Подгоняемые вышним ветром, по небу в величественном безмолвии плыли дымчато-серые облака, подсвеченные по краям, спрятанным за ними лунным светлым ликом. Когда нескончаемая цепочка облаков вдруг обрывалась, в разрывах виднелась густая лазурь небесного свода. Изредка, стремительно прочертив наискось тёмный купол, падала яркая звезда и тотчас гасла где-то высоко над лесом, не успев достичь земли.
На пологом склоне холма, возле зарослей кустов боярышника, у костра сидели пятеро немецких солдат. Им только что принесли дневной паёк, и они, удобно расположившись вокруг огня, ужинали. Розовые блики играли на их сосредоточенных от еды лицах. В ночной тишине слышалось торопливое скребыхание алюминиевых ложек о котелки, сопение и смачное чавканье едоков. А ещё было слышно, как в лесу разорялись соловьи, высвистывали замысловатые коленца, да с вершины холма доносилась монотонная скрипучая песнь луговых сверчков. Нет-нет, да и тянуло со стороны леса освежающим холодком, слабый ветер приносил оттуда душистые запахи фиалок и земляники.
Немецкие войска ушли далеко на восток. Тишина. О том, что идёт война, напоминали только глубокие воронки от снарядов и мин, смазанные сгустившимися лиловыми сумерками, да одиноко валявшийся на вершине холма пограничный столб. Когда огонь костра разгорался особенно сильно, было видно, как мерцала розовым живым глазом медная табличка советского герба. Ещё днём герб был с безжалостным усердием разрублен пополам острым ребром сапёрной лопатки. Под одобрительный хохот сослуживцев это сделал девятнадцатилетний Эверт Готтфрид. Он был самым молодым среди своих четверых товарищей, с кем ему сегодня выпало несчастье охранять грёбаный пограничный столб, вместо того чтобы лечь спать. Их командир лейтенант Гельмут Гофман, напуганный грозными обещаниями бригадефюрера СС Клауса Кляйна быть расстрелянным, приказал всю ночь, не смыкая глаз, бдительно следить за тем, чтобы неизвестный никому таинственный советский пограничник снова не вкопал на прежнее место этот треклятый пограничный столб.
– Тот, кто его задержит, может рассчитывать на боевой орден, – твёрдо заверил лейтенант, сверля колючими глазами стоявших перед ним навытяжку солдат, как бы не совсем доверяя им в выполнении столь ответственного задания, нервно подрагивая щекой от волнения. – Германия превыше всего. Хайль Гитлер!

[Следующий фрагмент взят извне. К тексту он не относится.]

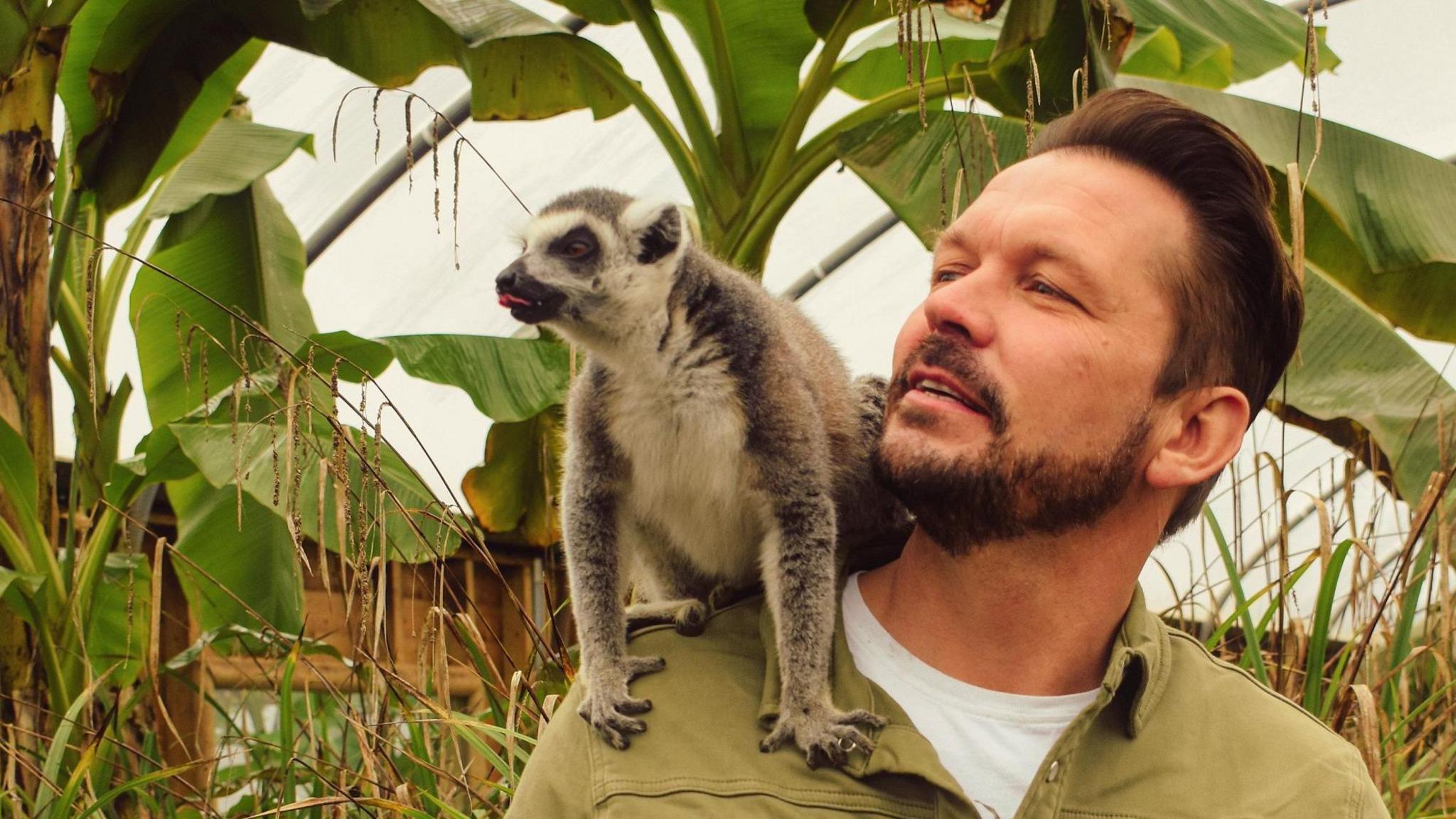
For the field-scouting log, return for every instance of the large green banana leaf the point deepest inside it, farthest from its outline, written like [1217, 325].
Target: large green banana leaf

…Эверт Готтфрид тщательно облизал ложку, с протяжным вздохом уронил руки на колени. Щуря голубые глаза, подрагивая длинными ресницами от напряжения что-либо разглядеть, с задумчивым видом уставился на смазанную летними сумерками вершину холма. Недолго помолчав, ни к кому конкретно не обращаясь, негромко произнёс:
– А что, если мне повезёт поймать этого неуловимого пограничника? Герр лейтенант тогда орден мне вручит. Сфотографируюсь и пошлю в Дрезден своей девушке. Она будет мной гордиться.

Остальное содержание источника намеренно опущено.